# Rock Shox Reba SL 26 Zoll in ein 24 Zoll Bike



## the.neon (30. April 2021)

Hallo zusammen ,

mein Sohn ( 7 Jahre) will unbedingt ein Federgabel in sein 24er MTB . Irgendwie finde ich nichts brauchbares in 24.

Was meint ihr zu einer Rock Shox Reba SL 26 Zoll in einer 24er MTB (Force Rahmen) ? 

Viele Grüße


----------



## Mzungu (30. April 2021)

Ja warum denn nicht. Ggf mit Winkelsteuersatz, ggf. auf 80 mm traveln.


----------



## MTB-News.de




----------



## Mzungu (30. April 2021)

Hier ist ne 26" SID mit 100 mm in meinem aktuellen 24" Projekt. Mit 1° Winkelsteuersatz von work components.


----------



## the.neon (1. Mai 2021)

sieht super aus !
Kannst du mir den Link zum Winkelsteuersatz senden ?  Das Traveln sollte ja mit Spacer gehen


----------



## Mzungu (1. Mai 2021)

Works Components
					

Manufacturers and designers of Angle Headsets and high quality CNC bicycle components proudly made in the UK. 1.0 Degree, 1.5 Degree, 2.0 Degree, Reach Adjust Headsets and oval and round chainrings.




					www.workscomponents.co.uk
				



Musst halt schauen was in dein Steuerrohr passt. Bei dem durchgehenden 1 1/8 im Hotrock geht leider nicht mehr als 1 Grad.


----------



## joglo (2. Mai 2021)

Mzungu schrieb:


> Works Components
> 
> 
> Manufacturers and designers of Angle Headsets and high quality CNC bicycle components proudly made in the UK. 1.0 Degree, 1.5 Degree, 2.0 Degree, Reach Adjust Headsets and oval and round chainrings.
> ...


Hast Du dann den ec49-ec49 verbaut, oder?
Ich liebäugle auch schon länger mit so einem Ding, nur selber keine Erfahrung und ist halt teurer Spaß.

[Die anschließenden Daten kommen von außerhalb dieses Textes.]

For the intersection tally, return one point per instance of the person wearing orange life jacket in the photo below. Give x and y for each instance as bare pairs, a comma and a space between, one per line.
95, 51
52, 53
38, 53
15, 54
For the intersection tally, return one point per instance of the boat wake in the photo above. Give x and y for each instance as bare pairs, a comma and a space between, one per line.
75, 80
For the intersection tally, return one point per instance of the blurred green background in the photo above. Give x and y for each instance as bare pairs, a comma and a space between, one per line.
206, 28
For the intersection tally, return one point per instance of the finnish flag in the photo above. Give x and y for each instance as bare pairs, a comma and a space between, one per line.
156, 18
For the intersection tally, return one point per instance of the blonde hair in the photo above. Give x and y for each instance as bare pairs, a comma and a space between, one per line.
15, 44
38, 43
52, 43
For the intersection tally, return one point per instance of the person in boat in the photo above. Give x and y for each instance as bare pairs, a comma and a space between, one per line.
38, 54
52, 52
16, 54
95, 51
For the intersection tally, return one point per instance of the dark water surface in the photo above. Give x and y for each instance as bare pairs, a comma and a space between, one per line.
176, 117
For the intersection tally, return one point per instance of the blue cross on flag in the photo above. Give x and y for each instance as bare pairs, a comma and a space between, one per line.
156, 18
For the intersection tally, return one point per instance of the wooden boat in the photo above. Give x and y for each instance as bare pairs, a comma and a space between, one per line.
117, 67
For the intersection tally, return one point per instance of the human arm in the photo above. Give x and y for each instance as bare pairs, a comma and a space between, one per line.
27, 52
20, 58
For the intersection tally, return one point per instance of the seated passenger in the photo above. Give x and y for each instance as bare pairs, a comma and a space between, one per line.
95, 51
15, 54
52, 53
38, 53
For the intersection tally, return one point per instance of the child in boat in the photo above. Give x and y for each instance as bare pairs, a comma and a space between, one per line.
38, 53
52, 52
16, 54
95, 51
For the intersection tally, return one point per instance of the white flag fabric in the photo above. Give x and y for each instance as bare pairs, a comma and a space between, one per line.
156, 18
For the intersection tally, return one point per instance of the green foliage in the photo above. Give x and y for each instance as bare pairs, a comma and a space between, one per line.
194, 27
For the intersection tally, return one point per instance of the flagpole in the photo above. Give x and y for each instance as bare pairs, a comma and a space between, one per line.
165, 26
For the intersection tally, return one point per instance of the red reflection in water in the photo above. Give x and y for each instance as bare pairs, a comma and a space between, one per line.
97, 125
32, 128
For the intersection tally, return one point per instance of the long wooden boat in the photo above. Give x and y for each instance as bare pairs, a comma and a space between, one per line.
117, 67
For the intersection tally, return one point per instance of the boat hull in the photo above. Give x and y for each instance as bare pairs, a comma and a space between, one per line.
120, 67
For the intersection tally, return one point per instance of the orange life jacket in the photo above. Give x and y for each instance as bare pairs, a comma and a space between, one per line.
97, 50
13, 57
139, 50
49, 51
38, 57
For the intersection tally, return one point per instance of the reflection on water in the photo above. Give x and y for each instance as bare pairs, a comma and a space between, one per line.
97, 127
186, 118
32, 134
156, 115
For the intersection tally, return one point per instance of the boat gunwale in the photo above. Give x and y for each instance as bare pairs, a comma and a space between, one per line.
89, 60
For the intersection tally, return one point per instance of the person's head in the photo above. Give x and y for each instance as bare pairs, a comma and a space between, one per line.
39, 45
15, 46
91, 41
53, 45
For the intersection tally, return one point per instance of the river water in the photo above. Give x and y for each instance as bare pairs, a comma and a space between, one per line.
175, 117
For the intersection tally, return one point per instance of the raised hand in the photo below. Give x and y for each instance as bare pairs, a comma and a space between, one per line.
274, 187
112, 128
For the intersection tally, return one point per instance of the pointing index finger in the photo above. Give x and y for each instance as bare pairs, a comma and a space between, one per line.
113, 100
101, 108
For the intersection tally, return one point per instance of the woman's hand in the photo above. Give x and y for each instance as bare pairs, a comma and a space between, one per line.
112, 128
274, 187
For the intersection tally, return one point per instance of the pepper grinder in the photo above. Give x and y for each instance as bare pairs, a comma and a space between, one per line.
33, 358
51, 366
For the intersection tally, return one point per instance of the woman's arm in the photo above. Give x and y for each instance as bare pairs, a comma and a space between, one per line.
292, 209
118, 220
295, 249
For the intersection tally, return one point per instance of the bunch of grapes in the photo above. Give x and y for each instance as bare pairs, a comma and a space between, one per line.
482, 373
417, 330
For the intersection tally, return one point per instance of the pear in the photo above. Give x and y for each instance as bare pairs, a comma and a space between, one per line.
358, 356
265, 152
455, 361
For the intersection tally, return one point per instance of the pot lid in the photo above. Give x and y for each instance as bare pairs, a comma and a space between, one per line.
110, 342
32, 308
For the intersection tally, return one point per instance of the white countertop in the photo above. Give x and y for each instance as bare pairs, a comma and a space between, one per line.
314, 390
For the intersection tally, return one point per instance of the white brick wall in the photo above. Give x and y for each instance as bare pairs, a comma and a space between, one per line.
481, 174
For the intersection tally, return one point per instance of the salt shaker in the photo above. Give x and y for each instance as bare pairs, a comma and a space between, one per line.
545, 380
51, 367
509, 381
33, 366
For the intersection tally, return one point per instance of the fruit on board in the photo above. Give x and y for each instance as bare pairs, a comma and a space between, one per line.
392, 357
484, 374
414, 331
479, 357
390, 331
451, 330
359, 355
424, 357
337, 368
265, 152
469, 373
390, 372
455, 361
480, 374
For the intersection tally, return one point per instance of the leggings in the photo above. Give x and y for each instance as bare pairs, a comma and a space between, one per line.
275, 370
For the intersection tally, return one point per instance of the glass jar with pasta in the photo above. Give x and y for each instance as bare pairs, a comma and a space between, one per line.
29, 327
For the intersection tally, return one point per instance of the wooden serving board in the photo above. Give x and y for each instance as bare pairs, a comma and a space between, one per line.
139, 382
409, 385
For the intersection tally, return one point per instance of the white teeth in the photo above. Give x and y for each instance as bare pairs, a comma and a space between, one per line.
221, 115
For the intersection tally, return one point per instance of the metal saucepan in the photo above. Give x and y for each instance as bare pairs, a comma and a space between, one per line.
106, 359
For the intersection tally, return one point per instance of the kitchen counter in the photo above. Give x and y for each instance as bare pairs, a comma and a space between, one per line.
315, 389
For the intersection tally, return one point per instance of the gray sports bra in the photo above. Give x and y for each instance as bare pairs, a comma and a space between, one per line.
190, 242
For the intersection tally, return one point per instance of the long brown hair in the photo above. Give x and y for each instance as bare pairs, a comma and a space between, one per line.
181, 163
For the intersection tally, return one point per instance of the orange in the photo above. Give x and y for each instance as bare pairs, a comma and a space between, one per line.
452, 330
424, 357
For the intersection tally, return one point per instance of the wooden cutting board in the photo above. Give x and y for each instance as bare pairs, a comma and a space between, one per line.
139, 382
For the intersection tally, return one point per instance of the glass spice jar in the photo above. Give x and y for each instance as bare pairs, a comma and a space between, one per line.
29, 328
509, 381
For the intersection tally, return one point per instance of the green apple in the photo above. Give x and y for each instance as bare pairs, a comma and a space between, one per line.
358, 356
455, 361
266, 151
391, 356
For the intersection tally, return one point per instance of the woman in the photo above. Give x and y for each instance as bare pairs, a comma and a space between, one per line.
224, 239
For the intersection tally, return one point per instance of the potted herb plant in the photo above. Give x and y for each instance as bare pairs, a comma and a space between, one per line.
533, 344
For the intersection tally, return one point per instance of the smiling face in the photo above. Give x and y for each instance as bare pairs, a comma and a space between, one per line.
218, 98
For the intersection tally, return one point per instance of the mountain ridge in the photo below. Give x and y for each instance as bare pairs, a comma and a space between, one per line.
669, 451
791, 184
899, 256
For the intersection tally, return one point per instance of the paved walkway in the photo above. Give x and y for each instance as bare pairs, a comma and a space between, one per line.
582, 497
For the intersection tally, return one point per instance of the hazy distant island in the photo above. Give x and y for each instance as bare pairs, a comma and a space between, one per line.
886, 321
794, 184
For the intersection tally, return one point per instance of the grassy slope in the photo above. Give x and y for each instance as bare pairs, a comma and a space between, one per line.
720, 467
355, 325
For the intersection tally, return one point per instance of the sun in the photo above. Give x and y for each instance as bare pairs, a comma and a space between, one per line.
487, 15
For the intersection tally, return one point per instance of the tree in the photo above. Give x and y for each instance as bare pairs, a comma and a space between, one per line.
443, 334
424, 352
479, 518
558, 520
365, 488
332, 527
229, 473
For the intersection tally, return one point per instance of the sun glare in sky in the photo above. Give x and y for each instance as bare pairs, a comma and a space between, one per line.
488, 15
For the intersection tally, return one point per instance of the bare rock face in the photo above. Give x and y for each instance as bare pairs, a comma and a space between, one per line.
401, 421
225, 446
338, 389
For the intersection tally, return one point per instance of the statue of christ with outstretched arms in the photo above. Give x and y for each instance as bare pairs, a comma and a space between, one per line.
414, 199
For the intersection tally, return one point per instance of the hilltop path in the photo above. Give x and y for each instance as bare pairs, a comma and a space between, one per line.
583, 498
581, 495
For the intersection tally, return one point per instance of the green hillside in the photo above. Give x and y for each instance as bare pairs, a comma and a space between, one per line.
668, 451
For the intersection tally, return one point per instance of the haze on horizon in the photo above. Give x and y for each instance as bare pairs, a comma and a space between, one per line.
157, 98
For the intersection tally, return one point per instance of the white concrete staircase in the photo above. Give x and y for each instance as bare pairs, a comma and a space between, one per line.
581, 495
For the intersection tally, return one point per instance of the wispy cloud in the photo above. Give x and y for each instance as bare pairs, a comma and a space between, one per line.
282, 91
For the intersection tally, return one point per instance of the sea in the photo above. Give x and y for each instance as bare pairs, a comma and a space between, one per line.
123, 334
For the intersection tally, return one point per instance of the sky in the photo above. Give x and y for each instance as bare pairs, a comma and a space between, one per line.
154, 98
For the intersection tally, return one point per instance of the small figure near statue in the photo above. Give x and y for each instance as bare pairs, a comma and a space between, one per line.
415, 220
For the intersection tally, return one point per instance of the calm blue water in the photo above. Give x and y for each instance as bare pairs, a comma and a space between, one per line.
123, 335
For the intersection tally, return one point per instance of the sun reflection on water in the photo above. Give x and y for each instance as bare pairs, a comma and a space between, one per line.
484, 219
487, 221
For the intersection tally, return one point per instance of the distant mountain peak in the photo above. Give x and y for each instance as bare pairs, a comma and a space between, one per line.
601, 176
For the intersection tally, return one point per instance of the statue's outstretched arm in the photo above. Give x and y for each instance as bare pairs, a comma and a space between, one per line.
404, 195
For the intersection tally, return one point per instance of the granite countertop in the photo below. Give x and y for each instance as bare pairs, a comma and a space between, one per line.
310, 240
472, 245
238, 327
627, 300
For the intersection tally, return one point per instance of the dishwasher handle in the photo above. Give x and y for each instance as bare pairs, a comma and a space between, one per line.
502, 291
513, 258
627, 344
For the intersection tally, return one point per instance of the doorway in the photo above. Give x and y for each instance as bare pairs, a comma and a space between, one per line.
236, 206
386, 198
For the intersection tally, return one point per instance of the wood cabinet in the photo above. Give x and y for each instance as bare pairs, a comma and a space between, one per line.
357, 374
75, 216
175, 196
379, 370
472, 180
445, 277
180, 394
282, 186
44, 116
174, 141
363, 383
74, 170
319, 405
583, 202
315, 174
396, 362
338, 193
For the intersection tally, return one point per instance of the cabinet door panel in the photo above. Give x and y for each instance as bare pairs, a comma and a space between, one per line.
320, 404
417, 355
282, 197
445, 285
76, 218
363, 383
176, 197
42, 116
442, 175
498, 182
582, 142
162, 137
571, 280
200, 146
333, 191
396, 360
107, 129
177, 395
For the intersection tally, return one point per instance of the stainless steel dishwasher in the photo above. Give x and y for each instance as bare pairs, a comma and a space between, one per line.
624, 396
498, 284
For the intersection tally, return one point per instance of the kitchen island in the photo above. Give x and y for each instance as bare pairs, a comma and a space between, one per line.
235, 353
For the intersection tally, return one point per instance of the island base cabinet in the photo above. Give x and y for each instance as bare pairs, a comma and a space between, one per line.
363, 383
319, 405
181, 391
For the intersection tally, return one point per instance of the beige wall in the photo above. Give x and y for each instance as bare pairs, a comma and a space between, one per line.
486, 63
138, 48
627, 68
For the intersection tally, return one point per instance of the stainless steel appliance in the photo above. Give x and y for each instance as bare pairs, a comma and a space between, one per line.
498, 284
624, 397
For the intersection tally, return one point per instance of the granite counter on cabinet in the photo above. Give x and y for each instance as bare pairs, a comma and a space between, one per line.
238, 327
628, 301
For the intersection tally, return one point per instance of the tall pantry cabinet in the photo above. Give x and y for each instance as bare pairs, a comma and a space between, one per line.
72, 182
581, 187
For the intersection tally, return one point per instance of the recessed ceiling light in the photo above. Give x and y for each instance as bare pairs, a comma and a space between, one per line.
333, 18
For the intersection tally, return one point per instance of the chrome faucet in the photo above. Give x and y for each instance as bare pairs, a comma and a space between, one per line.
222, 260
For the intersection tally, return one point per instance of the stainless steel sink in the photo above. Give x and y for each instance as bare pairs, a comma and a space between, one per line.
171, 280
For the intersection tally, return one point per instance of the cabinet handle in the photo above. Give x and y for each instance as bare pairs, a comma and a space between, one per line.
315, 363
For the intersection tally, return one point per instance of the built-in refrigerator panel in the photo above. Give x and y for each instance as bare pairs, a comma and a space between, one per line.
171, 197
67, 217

Ansonsten zum Thread hier möchte ich @the.neon empfehlen doch mal mehr Angaben zum Bike zu machen, Bilder der jetzigen Situation einzustellen und die Einbauhöhe der aktuellen Gabel zu messen.
Wenn der Rahmen mit jetzige Gabel keine groß federgabelkorrigiert Geo hat kann die Reba selbst getravelt noch viel zu lange sein.
Mehr als so 1-2cm max sollte es vorne nicht höher gehen, weil auch das Tretlager damit nach oben wandert.


----------



## Mzungu (2. Mai 2021)

Ne, den EC34. Für das 20" hatte ich den damals neu gekauft. Jetzt am 24" hab ich zufälligerweise einen bei Kleinanzeigen gefunden. Aber viel teurer als ein anständiger normaler Steuersatz ist der jetzt auch nicht..


----------



## the.neon (2. Mai 2021)

Anbei ein paar Bilder, aktuell ist ne force Gabel drin


----------



## the.neon (3. Mai 2021)

Was meinst du @Mzungu  ? Hab gerade ein Reba zu einem guten Preis auf on-Hold


----------



## knuuth (3. Mai 2021)

Hatte ich auch mal für meinen Sohn gemacht. Ging super gut. Sah dann so aus


----------



## the.neon (3. Mai 2021)

Gerade nochmal gemessen die aktuell Gabel hat eine Einbauhöhe von 36cm


----------



## MTB-News.de




----------



## Broiler-aus-GG (3. Mai 2021)

Das ist aber sehr sehr wenig, Achsmitte zu Lagersitz?
Ich tippe dem Foto nach eher auf 40-45cm.


----------



## the.neon (3. Mai 2021)

Sorry hast recht 41cm Mitte Achse bis zum Lagersitz


----------



## Broiler-aus-GG (3. Mai 2021)

Dann schau lieber nach einer alten Sid, wie diese hier , die sind nochmal Leichter und sprechen noch feiner bei Leichtgewichten an.
Gerade bei ihm kannst du getrost kaufen, er hat sich auf diese Gabeln spezialisiert, und kann dir bestimmt auch andere Farben anbieten, einfach mal anfragen.
Gerade bei #eBayKleinanzeigen gefunden. Wie findest du das?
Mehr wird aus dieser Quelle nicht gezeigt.